İtaat ile isyan arasında yaşamanın tehlikelerinden biri de, sonunun yani ölümünün bunların hangi dönemde (itaat döneminde mi yoksa isyan döneminde mi) olacağını bilememendir.

Yalnız kalma, ya yüceltir ya da insanın alçaltır. Bu yüzden kim Allah'ı yalnızken yüceltirse, insanlar da onu göründüğü yerde hürmet ederler.

İmam Mâlik -Allah ona rahmet eylesin- şöyle demiştir: “Yüreğinde bir ferahlama olmasını, ölümün sıkıntılarından ve kıyametin dehşetinden kurtulmayı arzulayan bir kimsenin, ameli alenen olmasına göre gizli olarak daha çok olsun ”.

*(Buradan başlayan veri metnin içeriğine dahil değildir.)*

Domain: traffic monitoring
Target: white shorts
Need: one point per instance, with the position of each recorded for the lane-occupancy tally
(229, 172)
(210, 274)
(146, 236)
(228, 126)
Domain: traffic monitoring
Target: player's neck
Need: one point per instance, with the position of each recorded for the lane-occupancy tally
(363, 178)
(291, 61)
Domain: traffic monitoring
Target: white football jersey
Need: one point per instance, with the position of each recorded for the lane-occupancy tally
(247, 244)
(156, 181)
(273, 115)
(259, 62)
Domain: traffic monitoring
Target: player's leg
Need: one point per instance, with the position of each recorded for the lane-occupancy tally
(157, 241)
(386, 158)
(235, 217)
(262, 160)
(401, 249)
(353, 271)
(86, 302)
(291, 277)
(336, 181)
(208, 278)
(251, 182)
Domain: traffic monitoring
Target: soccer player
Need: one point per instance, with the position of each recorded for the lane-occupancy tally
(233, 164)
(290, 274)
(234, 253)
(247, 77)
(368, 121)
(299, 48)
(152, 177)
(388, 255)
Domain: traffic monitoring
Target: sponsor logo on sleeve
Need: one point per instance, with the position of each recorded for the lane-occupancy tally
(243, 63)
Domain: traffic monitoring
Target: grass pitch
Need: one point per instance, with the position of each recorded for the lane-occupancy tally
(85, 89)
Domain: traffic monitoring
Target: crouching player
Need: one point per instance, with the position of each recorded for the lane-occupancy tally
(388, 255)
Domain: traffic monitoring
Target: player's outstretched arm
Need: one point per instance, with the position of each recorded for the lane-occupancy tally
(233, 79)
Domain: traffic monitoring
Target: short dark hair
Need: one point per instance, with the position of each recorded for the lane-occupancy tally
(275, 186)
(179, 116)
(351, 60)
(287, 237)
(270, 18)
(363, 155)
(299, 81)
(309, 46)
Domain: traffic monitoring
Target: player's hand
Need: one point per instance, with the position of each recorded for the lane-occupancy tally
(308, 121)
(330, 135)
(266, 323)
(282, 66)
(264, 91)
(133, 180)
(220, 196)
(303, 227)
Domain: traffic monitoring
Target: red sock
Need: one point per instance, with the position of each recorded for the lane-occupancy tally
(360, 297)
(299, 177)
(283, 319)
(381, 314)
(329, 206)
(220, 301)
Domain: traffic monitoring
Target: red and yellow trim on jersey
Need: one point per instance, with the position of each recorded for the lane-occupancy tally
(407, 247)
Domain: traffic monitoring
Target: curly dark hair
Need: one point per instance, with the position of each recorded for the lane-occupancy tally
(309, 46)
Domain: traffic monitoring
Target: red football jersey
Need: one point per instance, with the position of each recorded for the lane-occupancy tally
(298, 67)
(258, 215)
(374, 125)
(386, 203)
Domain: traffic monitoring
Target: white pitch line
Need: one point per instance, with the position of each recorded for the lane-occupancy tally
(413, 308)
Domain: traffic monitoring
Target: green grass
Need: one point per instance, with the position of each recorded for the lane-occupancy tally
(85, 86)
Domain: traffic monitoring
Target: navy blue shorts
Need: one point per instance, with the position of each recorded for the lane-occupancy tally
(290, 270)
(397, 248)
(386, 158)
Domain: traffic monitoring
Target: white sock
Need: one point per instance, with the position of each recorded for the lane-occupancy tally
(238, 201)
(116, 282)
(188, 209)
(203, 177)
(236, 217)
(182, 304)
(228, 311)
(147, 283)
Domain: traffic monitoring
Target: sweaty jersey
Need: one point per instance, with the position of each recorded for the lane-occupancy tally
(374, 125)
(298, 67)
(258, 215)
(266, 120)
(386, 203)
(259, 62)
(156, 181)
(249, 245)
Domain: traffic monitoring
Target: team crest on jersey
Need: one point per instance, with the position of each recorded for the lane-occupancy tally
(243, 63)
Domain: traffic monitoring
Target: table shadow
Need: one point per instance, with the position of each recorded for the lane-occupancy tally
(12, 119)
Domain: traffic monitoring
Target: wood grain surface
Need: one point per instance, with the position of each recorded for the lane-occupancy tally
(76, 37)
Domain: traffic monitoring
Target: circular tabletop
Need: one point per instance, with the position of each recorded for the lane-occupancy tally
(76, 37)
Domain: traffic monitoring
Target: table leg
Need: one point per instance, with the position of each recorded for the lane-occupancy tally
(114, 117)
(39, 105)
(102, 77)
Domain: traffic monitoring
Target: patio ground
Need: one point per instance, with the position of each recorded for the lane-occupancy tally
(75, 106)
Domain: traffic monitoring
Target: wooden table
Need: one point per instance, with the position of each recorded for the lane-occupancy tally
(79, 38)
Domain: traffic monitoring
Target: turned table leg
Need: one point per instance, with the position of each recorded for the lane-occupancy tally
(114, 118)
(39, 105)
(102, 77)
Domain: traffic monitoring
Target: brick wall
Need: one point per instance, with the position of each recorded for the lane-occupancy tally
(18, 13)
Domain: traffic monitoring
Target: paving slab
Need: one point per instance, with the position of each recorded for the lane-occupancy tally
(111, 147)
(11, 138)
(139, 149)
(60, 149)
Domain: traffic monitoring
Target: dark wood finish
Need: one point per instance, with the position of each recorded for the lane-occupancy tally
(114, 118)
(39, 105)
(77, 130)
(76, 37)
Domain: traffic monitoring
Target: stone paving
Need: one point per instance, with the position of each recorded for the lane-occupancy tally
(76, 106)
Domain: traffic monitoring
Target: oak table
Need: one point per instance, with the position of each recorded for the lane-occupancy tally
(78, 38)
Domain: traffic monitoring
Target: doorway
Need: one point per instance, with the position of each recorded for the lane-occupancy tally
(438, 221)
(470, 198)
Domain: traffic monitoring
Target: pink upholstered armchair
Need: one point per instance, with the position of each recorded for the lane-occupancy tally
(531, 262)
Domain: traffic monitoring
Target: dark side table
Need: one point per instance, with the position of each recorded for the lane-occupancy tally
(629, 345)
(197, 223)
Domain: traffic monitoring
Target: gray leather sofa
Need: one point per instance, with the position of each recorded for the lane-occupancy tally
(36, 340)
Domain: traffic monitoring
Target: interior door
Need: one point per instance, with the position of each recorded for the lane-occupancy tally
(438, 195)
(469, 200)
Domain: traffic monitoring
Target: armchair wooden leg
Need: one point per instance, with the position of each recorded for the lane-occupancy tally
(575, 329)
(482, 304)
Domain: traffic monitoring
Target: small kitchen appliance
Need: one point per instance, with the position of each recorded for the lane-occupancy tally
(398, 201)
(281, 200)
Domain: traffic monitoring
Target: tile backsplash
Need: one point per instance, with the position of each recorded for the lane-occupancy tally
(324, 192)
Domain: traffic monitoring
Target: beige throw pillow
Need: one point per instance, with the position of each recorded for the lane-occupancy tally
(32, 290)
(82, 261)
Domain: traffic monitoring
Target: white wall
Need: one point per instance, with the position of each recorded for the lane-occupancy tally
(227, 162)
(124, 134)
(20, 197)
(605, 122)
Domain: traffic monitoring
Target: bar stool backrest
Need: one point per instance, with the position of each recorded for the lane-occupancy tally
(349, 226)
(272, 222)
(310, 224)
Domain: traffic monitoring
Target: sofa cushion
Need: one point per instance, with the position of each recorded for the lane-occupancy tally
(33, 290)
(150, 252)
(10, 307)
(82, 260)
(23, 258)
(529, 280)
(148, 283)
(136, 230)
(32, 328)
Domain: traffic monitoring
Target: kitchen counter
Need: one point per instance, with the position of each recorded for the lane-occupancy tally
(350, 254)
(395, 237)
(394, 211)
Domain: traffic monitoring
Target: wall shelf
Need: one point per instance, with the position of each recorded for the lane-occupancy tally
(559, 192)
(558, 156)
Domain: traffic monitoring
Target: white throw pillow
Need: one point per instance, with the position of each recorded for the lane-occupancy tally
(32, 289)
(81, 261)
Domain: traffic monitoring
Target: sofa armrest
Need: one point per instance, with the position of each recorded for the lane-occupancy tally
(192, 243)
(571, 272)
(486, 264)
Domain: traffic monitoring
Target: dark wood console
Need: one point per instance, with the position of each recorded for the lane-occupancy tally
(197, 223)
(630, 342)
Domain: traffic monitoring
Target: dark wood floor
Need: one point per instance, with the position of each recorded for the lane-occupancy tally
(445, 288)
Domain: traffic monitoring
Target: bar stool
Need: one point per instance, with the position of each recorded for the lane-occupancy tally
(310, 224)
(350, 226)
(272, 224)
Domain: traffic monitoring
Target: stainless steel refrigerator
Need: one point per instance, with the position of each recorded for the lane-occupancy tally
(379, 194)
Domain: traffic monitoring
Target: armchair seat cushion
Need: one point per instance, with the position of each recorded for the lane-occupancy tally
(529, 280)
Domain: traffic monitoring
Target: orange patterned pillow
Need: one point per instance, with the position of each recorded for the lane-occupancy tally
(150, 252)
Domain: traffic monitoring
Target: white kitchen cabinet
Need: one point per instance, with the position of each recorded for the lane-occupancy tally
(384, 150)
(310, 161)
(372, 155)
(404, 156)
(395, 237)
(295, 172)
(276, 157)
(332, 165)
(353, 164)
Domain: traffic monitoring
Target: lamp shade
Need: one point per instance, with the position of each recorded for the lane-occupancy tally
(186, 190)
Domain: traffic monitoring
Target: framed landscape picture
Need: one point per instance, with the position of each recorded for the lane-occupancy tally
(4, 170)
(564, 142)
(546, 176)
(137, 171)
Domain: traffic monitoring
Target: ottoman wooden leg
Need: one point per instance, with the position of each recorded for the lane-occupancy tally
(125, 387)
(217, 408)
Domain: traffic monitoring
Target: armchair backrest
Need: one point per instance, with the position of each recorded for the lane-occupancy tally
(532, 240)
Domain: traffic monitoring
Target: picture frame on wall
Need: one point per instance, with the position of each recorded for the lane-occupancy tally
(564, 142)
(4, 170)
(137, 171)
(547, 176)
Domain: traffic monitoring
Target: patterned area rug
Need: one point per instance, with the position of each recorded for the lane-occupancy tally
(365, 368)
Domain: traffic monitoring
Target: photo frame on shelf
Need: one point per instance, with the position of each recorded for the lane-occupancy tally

İbn Recep -rahimehullah- şöyle demiştir: ''Güzel son, kimin gizlisi güzel ise ancak o kimse için güzel olur. Çünkü ölüm anında yapmacık davranmak mümkün değildir, o gün kalpte gizlenenden başkası çıkmaz.''

Allah -Subhânehû ve Teâlâ- Kendisinin her şeyden hakkıyla haberdar olduğunu söyledi. Daha ziyade Allah -Azze ve Celle- , insanın yaptığı, bildiği ve insan tarafından meydana getirilen şeylerde onu takvaya teşvik etmek için yirmi kereden fazla (el-Habîr) ismiyle ilişkilendirdi; (Âdil olun. Bu, Allah’a karşı gelmekten sakınmaya daha yakındır. Allah’a karşı gelmekten sakının. Şüphesiz Allah, yaptıklarınızdan hakkıyla haberdardır.) [Mâide Suresi: 8]

Kulu açıktan ve gizliden yaptıklarına bakmaya teşvik etti. Kimin bu (el-Habîr) ismiyle imanı arttıysa; kendi dünyasında neler olup bittiği konusunda haberdar olmuştur. Ve onun dünyası da şudur: Kalbi ve bedenidir ve kalbin özelliklerinden olan aldatma, ihanet ve kötülüğü saklamak gibi gizli şeylerdir.

Allah -Azze ve Celle- şekillere bakmaz, ancak kalplere ve amellere bakar, {Bilmez mi ki, kabirlerde olanlar dışarı çıkarıldığı,} (9) {Kalplerde bulunan ortaya konduğunda.} (10) {Şüphesiz o gün Rableri kendilerinden elbette haberdardır.} (11) [Âdiyât Suresi: 9-11]

El-Maiyye: Beraberlik

Ve Mümin kul, Yüce Allah'ın (el-Habîr) isminden nasibini alırsa; Allah ile beraber olur ve O'nunla beraber olursa, Allah kulunu yükseltir, arındırır ve o kulu diğer beraberliklerden uzak sadece bu beraberlikle meşgul kılar. Ve o kulu sürekli bir ihtiyat ve sürekli korku içinde kılar ve Allah ona bu dünyada yeter. Dünya nimetleri istemese de Allah onları o kula ulaştırır. Ve kulun dağınık durumunu birleştirir, bir araya getirir. Kendisine rızık olarak verdiği her şeyde ona bereket verir. Kul zorluk bilmez, endişeye kapılmaz ve Şeytan ona kötülüğünü ulaştıracak yol bulamaz. Çünkü Allah -Tebâreke ve Teâlâ- şöyle buyurmuştur: (Kim Allah’a karşı gelmekten sakınırsa, Allah ona bir çıkış yolu açar.) [Talâk Suresi: 2]

Ey kalplerden geçeni gören ve duyan! Ey bütün sıkıntılara karşı kendisinden umut beklenen! Elimde sadece sana karşı olan ihtiyacım var! Çare olarak elimde sadece kapını çalmak var! Sen izzetinle asileri ümitsizliğe düşürmezsin.

Sensin olabilecekleri bilen ve planlayan! Ey şikâyet ve korkuların kendisine iletildiği! Sana olan htiyacım ile fakirliğimi def ediyorum! Senin kapından kovulursam hangi kapıyı çalayım? Fazlın bol, hibe ettiğin nimetlerin çoktur.

Allah'ım! bize karşı lütufkâr ol. Ey Habîr olan... Ey sırları ve vicdanları hakkıyla bilen!